I am living in Adelaide, SA under PR with my family.

I have done certificate 111 in Administration in Australia before couple of years back and I have some experience in general office administration work in my home country.

I am looking for an any type of general office support work start from begining?

Anyone can help me?? Then I can pass my email to communicate further.

It's highly appreciated.

Thank you,
samadi


----------



## sandieb (May 21, 2015)

What kind of help do you need samadi?

There is so much I learned in this forum. Just scan through older posts & you will find lots of help.


----------



## samadi (Nov 7, 2016)

Many thanks Sendieb.

I am looking a office support job in Adelaide.


----------



## syd10 (Apr 11, 2015)

samadi said:


> Hi there,
> 
> I am living in Adelaide, SA under PR with my family.
> 
> ...


You will have much more competition with entry level positions. So broaden your search & also apply for jobs that require some experience.
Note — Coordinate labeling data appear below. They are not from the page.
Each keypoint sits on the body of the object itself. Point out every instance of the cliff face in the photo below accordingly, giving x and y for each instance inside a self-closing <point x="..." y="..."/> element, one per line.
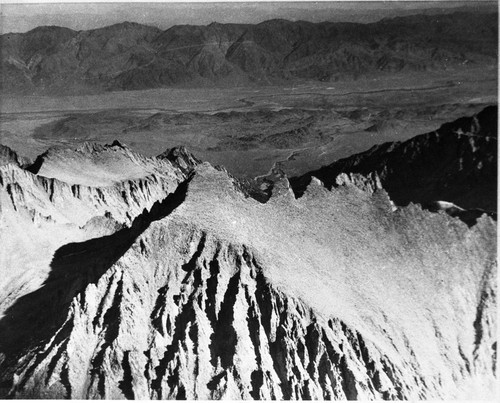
<point x="131" y="56"/>
<point x="211" y="294"/>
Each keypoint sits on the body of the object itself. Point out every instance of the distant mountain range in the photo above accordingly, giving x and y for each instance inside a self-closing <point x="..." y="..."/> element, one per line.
<point x="456" y="163"/>
<point x="130" y="56"/>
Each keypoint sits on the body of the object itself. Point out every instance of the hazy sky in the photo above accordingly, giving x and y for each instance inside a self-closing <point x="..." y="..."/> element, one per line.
<point x="89" y="15"/>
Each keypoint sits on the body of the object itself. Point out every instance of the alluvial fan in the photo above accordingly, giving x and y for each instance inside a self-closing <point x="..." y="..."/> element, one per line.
<point x="172" y="283"/>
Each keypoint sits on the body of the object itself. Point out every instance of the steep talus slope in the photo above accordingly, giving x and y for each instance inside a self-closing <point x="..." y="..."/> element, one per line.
<point x="131" y="56"/>
<point x="39" y="214"/>
<point x="457" y="163"/>
<point x="212" y="294"/>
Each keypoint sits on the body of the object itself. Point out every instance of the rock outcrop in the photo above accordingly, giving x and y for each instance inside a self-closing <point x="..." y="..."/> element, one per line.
<point x="456" y="163"/>
<point x="206" y="293"/>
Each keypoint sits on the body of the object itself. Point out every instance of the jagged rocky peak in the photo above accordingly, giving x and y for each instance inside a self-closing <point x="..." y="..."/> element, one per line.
<point x="213" y="295"/>
<point x="456" y="163"/>
<point x="9" y="156"/>
<point x="94" y="164"/>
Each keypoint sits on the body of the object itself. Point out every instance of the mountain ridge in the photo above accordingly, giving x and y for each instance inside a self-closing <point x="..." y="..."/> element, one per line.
<point x="131" y="56"/>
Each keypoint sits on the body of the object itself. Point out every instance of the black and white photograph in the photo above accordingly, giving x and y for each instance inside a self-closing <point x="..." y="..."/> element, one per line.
<point x="236" y="200"/>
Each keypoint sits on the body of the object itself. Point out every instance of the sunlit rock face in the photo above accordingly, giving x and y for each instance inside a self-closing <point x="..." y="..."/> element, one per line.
<point x="169" y="282"/>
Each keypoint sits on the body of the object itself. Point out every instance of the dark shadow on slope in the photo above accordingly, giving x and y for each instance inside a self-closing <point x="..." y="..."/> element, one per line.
<point x="36" y="316"/>
<point x="456" y="163"/>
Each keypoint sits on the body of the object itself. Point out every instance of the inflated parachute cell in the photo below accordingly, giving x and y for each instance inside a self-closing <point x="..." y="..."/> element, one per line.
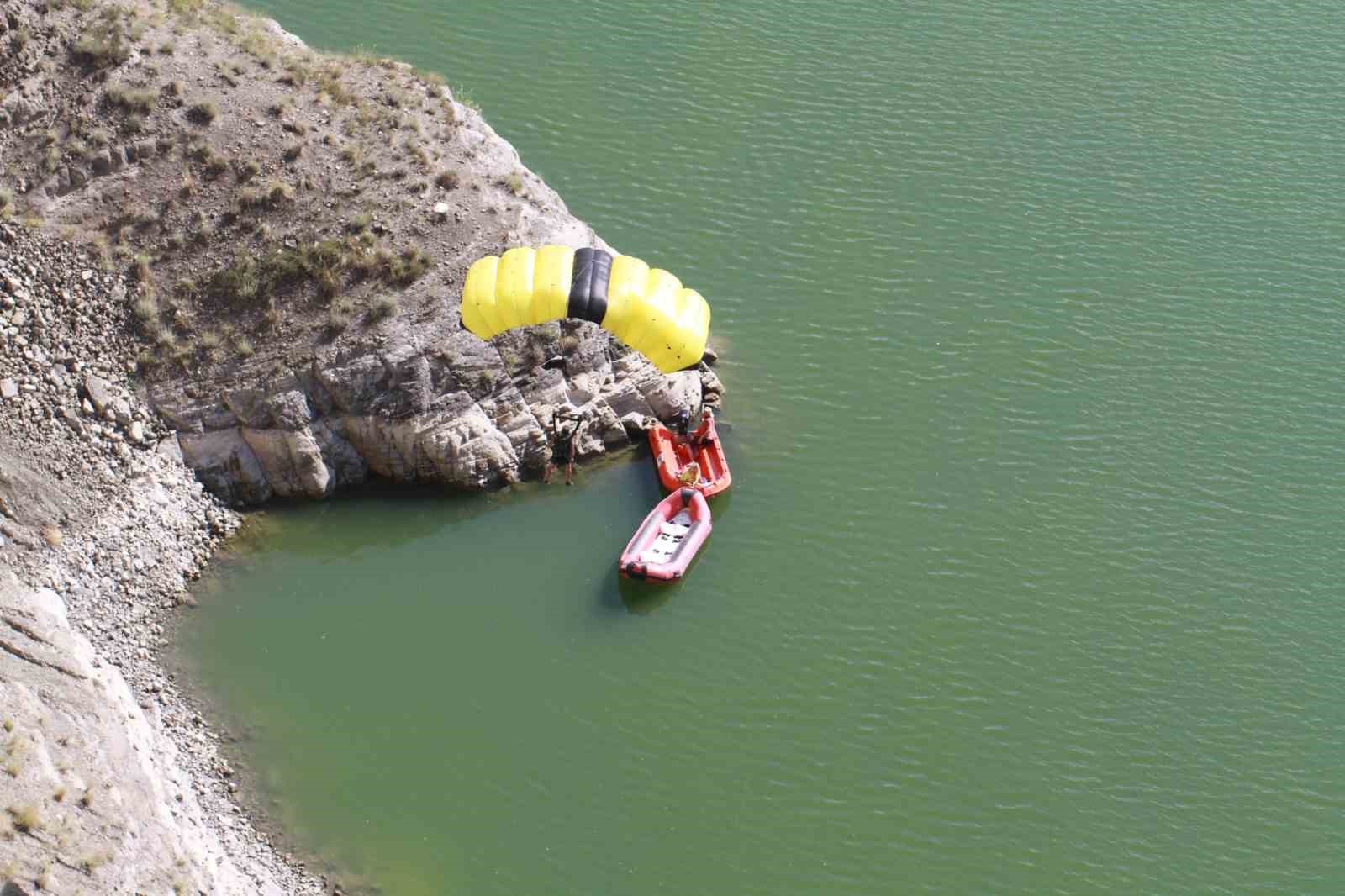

Apply through different methods, including the hidden job market.

As there are 100s of applicants for many job openings, ensure that your resume stands out. In addition to having your experience, education & experience, highlight your achievements in previous jobs & your strengths. Have a look at Resume tips & samples, interview questions & tips, job search tips & salary tips


----------



## sandieb (May 21, 2015)

samadi said:


> Many thanks Sendieb.
> 
> I am looking a office support job in Adelaide.


How did you go in Adelaide?


----------



## djhbkdave (Apr 1, 2017)

Hi Samadi, were you able to get the job you were looking, i am planning to migrate to Adelaide end of this month, just curious about the job market in Adelaide, Im an IT Professional


----------